Super

Super, written and directed by James Gunn, is about a short order cook, Frank (Rainn Wilson), whose wife, Sarah (Liv Tyler), is stolen from him by a drug dealer, Jacques (Kevin Bacon). Frank becomes depressed, and after watching a TV show about a religious superhero, he has a religious vision in which he is told to become a superhero himself. He goes to a comic book store to do research on how to be a superhero, and there he meets Libby (Ellen Page), a store employee who helps him find appropriate comic books. Franks makes a red costume for himself and takes the moniker, “The Crimson Bolt”. He roams the streets at night, attacking criminals with a wrench. (Frank’s idea of “criminals” includes a man who cuts in line at a movie theatre.) Libby eventually finds out about what Frank is doing, and she demands that he make her his sidekick, “Boltie”. However, it soon becomes clear that Libby is less interested in fighting crime than in clobbering people. Frank’s feelings towards her become conflicted, but then he has a vision telling him he must rescue Sarah. He takes Libby with him for an attack on Jacques’s heavily guarded mansion.
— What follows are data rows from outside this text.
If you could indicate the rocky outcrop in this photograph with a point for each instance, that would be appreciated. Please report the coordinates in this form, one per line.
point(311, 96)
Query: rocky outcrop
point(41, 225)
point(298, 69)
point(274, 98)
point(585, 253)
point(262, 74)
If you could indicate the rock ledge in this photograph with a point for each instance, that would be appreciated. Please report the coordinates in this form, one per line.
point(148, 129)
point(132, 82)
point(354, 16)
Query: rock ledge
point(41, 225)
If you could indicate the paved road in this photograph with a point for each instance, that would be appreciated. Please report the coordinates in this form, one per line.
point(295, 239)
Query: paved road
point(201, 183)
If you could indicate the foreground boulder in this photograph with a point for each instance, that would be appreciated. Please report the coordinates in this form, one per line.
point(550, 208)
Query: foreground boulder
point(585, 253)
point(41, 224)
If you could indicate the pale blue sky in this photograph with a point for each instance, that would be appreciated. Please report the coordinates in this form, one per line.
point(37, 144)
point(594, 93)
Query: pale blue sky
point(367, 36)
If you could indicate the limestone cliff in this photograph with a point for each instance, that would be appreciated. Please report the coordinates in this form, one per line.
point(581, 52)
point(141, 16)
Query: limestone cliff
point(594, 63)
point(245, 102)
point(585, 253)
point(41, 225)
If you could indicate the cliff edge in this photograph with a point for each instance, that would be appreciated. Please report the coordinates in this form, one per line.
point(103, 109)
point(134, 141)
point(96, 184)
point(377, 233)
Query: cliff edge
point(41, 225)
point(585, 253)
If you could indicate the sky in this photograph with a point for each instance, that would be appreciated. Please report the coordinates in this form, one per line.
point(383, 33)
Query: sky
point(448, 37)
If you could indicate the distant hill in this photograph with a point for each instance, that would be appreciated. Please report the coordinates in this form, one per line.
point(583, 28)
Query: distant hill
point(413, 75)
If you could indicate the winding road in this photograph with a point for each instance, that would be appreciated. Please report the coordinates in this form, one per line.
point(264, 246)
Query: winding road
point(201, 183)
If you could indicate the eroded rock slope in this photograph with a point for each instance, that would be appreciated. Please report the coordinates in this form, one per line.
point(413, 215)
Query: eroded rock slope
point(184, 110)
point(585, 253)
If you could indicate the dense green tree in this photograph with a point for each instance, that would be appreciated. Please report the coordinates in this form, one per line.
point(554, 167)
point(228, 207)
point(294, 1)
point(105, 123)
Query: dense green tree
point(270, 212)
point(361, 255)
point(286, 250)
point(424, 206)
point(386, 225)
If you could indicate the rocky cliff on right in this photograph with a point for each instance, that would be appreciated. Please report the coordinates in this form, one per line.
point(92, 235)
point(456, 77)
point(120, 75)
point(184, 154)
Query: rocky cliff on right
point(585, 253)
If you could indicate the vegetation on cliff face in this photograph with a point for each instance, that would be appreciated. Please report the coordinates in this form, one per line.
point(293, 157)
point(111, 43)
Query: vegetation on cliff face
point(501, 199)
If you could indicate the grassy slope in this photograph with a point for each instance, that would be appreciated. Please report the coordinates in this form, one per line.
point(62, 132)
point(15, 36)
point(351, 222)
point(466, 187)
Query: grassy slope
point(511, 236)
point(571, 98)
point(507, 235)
I found Super mostly funny in a very dark sort of way. However, towards the end the film suddenly becomes merely mindlessly violent. (The turning point comes at about the point when Frank sets a man on fire.) I suppose that itself is intended as a sort of joke. Perhaps Gunn meant this film to be an elaborate shaggy dog story: the ending is less than what we are led to expect it to be.

Rainn Wilson and Ellen Page both give very good performances. (Page is wonderfully disturbing as Libby.) I wish I could give this film an unqualified endorsement, but I can really only recommend about four fifths of it.